Di bidang pengembangan kopi arabika Gayo, kiprah Masna juga cukup signifikan, selain menjadi anggota Masyarakat Peduli Kopi Gayo (MPKG), Masna juga pernah bergabung dengan International Organisation Of Migration (IOM), sebuah NGO yang eksis melakukan pembinaan dan rehabilitasi perkebunan kopi di daerah ini. Bukan tanpa alasan, pihak IOM kemudian merekrut penyuluh multi talenta ini untuk bergabung, Perwakilan IOM melihat kapasitas keilmuan Masna yang cukup mumpuni dalam bidang pertanian maupun perkebunan, sehingga sampai dengan berkahirnya kontrak IOM di kabupaten Aceh Tengah dan Bener Meriah pada tahun 2013 yang lalu, Masna tetap dipertahankan posisinya dalam berbagai kegiatan yang dilaksanakan oleh IOM.

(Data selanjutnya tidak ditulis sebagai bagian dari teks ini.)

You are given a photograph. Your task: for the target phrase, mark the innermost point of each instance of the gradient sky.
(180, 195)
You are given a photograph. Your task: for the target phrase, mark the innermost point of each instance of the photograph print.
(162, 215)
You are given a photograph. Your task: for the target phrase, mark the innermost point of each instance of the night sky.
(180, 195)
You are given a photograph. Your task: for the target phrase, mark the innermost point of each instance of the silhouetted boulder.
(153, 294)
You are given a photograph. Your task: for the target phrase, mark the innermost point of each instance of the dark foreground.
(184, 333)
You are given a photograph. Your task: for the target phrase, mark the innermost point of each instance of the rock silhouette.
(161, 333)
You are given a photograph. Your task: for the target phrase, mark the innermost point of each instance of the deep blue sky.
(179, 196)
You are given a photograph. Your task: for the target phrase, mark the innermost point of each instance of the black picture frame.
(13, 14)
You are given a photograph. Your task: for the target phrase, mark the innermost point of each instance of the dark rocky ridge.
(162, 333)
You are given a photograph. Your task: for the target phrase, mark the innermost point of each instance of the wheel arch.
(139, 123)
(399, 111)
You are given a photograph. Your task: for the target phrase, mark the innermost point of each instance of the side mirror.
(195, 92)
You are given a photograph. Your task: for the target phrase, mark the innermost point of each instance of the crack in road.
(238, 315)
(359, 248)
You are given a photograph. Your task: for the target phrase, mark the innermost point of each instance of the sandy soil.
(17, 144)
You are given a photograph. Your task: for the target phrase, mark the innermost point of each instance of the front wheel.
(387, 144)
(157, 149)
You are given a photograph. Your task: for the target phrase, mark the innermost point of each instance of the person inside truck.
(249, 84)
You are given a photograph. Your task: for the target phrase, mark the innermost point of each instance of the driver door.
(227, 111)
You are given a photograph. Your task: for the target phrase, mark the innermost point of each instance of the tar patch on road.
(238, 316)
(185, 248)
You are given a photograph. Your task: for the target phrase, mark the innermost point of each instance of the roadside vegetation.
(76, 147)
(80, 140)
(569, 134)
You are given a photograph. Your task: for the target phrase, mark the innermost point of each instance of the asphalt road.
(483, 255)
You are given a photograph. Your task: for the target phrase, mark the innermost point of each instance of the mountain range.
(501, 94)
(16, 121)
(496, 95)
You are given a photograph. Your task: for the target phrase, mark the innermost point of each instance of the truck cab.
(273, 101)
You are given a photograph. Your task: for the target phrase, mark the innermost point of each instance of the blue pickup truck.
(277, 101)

Bergeser ke Kecamatan Lain.
Tahun 2016 yang lalu, Masna yang sudah bertugas di kecamatan Bintang kurang lebih 7 tahun, akhirnya di “reposisi” ke kecamatan Pegasing. Tujuan “penyegaran” ini, adalah agar keberhasilan Masna dalam membina petani di kecamatan Bintang juga bisa dia aplikasikan di kecamatan Pegasing, sebuah kecamatan yang memilki potensi lahan pertanian yang cukup luas dan menjadi salah satu tolok ukur pembinaan pertanian, karena lokasinya yang tidak begitu jauh dari pusat kota.
Tidak ada kesultan bagi Masna untuk beradaptasi dengan lingkungan dan wilayah kerja barunya, karena selama ini dia sudah cukup dikenal oleh berbagai kalangan, termasuk para petani. Berbekal pengalaman mengembangkan varietas unggul padi di tempat tugasnya yang lama, Masna mulai memperkenalkan varietas padi Inpari 28 di kecamatan Pegasing. Prediksi Masna tidak meleset, karena ternyata setelah mendapatkan penjelasan detil tentang keunggulan varietas ini, para petani di kecamatan Pegasing langsung antusias untuk mengembangkan varietas baru ini. Dan hanya dalam hitungan bulan, Masna telah berhasil mengajak ratusan petani di kecamatan ini untuk beralih dari varietas padi lokal ke varietas Inpari 28.
Hasil panen yang cukup memuaskan pada musim tanam 2016 yang lalu, membuat para petani di hampir semua wilayah kecamatan Pegasing, semakin antusias untuk mengembangkan varietas ini di lahan sawah mereka. Dalam musim tanam 2016/2017 yang dimulai pada bulan Januari 2017 ini, tidak kurang 200 hektar lahan sawah milik petani yang sudah ditanami dengan varitas Ipnpari 28 ini. Dan pada musim tanam 2017 yang akan dimulai pada bulan Maret 2017, mendatang, setidaknya sudah terindetifikasi 400 an hektar sawah yang petaninya sudah siap untuk mengembangkan varietas padi unggul yang sudah terbuksi punya adaptasi di dataran tinggi ini.
Tanpa mengecilkan peran para penyuluh pertanian lainnya, harus kta akui bahwa semua itu tentu tidak terlepas dari peran seorang Masna Manurung, meski secara genetis bukan urang Gayo asli, tapi semua ilmu, pengalaman dan pengabdiannya hanya dipersembahkan untuk masyarakat tani Gayo. Berkat kegigihannya, kini para petani di daerah ini mengenal varietas padi unggul yang cocok dikembangkan di dataran tinggi, dan berkat kerja kerasnya, para petani Gayo kini bisa menikmati hasil panen padi dengan produktivitas yang lebih tinggi. Baginya, tanah Gayo sudah menjadi bagian yang tidak terpisahkan dari hidupnya, itulah sebabnya pada diri penyuluh pertanian ini, kita dapat melihat totalitas pengabdian yang hanya ditujukan untuk meningkatkan kesejahteraan masayarakat Gayo khususnya para petani. Didukung kapasitas keilmuan dan semangat pengabdiannya yang tinggi, tidak perlu disangsikan lagi, bahwa sosok pengabdi yang tulus seperti inilah yang sejatinya dibutuhkan oleh masyarakat Gayo.